0

I have a GKE cluster running on 1.11.2-gke.15 and my pods are unable to talk to each other.

It seems DNS resolution is working from inside the containers

# nslookup myapp.testns.svc.cluster.local
Server:     10.7.5.10
Address:    10.7.5.10#53

Non-authoritative answer:
Name:   myapp.testns.svc.cluster.local
Address: 10.7.13.156

However when I try actually hitting the service is does not seem to work

# telnet myapp.testns.svc.cluster.local 8080
Trying 10.7.13.156...

It seems this might have started after I upgraded the cluster from 1.10 to 1.11.2

I have attempted to restart the nodes and all the pods but no go.

Am I missing something obvious?

UPDATE 1:

I figured out that one of the nodes in the cluster, which was created by the node autoscaler, was not reachable. All pods in it could not be reached by pods in other nodes.

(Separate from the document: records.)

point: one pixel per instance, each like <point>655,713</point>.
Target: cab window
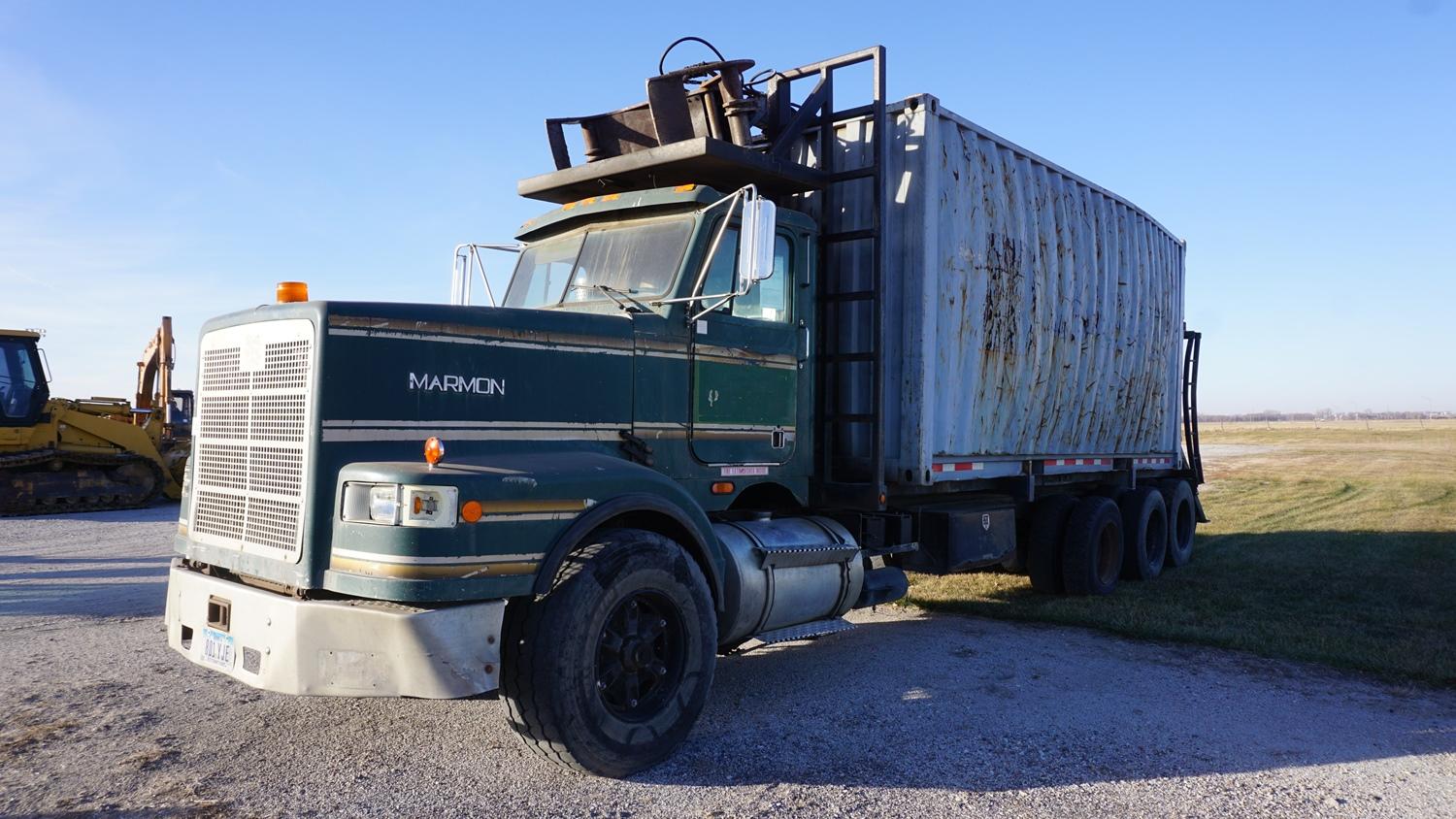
<point>17,378</point>
<point>768,300</point>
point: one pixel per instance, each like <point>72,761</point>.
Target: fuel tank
<point>786,571</point>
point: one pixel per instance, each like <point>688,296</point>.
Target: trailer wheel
<point>1182,519</point>
<point>1092,550</point>
<point>1048,525</point>
<point>609,671</point>
<point>1144,533</point>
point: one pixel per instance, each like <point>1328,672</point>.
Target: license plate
<point>218,649</point>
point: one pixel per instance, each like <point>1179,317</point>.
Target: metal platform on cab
<point>701,160</point>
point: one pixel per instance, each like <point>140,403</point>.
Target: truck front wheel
<point>608,672</point>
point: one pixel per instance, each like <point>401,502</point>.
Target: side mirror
<point>756,242</point>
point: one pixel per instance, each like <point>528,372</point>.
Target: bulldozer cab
<point>22,378</point>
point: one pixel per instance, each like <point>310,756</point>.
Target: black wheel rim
<point>640,655</point>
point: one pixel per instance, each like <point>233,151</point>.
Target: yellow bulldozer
<point>69,455</point>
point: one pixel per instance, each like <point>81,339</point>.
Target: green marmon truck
<point>768,354</point>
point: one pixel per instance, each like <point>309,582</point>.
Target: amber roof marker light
<point>291,291</point>
<point>434,451</point>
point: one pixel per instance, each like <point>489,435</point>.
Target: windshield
<point>17,378</point>
<point>635,258</point>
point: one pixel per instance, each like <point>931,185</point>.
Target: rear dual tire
<point>1182,519</point>
<point>1075,545</point>
<point>1144,533</point>
<point>1092,550</point>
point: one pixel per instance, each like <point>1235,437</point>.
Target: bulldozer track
<point>61,504</point>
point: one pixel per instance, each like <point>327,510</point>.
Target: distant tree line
<point>1328,414</point>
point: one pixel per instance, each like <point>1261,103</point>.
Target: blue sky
<point>183,157</point>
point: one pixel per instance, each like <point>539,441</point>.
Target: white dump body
<point>1030,314</point>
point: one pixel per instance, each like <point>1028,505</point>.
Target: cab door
<point>745,363</point>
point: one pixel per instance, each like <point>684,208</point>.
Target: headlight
<point>383,504</point>
<point>395,505</point>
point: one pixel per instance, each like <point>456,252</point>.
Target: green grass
<point>1334,544</point>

The solution was to scale the cluster down by hand and letting the autoscaler scale it up again and the new node was now reachable. I am uncertain why this happened or how to prevent it in the future so suggestions are welcome

ByteFlinger
  • 193
  • 1
  • 7

1 Answers1

0

Looks like it might be an issue with version 1.11.2-gke.15, it was reported as a private issue. A new revision of 1.11.2 is rolling out (gke.18) which addresses this problem.

Patrick W
  • 582
  • 2
  • 8